In the midst of hors d’oeuvres my friend Olga Botcharova casually mentions that she has worked with folks who have experienced trauma.

I have a Masters Degree in Conflict Resolution, Laura Sala, 1 of the guests I have not previously met, announces.

I only know one other person with a Conflict Resolution degree. Laura’s mention drops us into a scintillating conversation about international conflict resolution, a topic that I am most passionate about. But here’s the part I want you to get.

I don’t normally mention my Conflict Resolution degree, Laura explains. People have no idea what it is or how to respond when I mention it.

Laura’s self-revelation is the unexpected turn. We notice. A group of folks does a together-turn.


The moment of a conversational turn can slip away at the drop of a dime. Back to predictable. And the moment only happens when it is invoked.

The unexpected turn is easy, in a way, with someone we newly meet. A surprising self-revelation may do the trick. A past experience I share that doesn’t match my current image. Interests I have that belie the trappings of where we are. A provocative mention that is not news to my friends but new to you because, well, we have only just met.

We need to say it, just as Laura needed to say it. A private thought invokes no directional change.

The unexpected turn is tougher in a well-oiled relationship. Predictable tends to reign in many workplace conversations. I anticipate what you will say before you say it. Predicable suggestions about strategy, about process improvement, about problem-solving, about just about everything. Same old same old same old.

How do we invoke the unexpected turn in familiar terrain?


Court unexpected thought. Crave unfamiliar experiences. Unexpected thought is fueled by a voracious interest in new ideas, fresh research, staying informed, not merely by sources with a predictable point of view or a narrow field of inquiry.
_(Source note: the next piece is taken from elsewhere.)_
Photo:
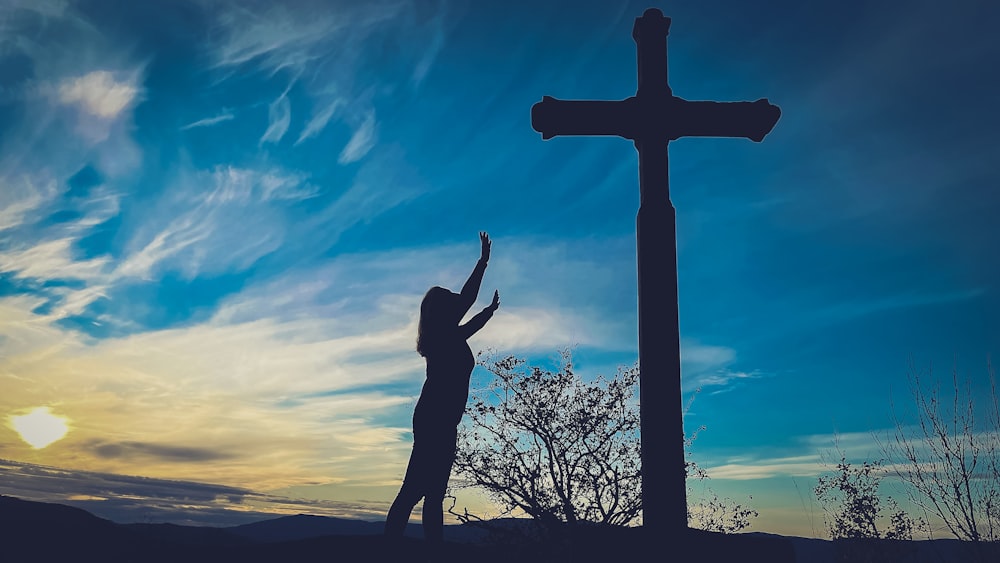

Unfamiliar experiences jolt us into a new awareness of ourselves. A client took me Go-Kart racing last week. I was confronted with the seduction of speed, my fear of a crash, my relationship to winning, body memories. Unfamiliar turf. Potent stuff.

Don’t be predictable, please. Spit it out, the surprise, the unexpected. Invoke the turn.

Unexpected turns energize a conversation.


They’re a double win. I energize others. Others, in turn, energize me. We experience the joys of the together-turn.

Turn freely, turn unexpectedly. The alternative isn’t pretty.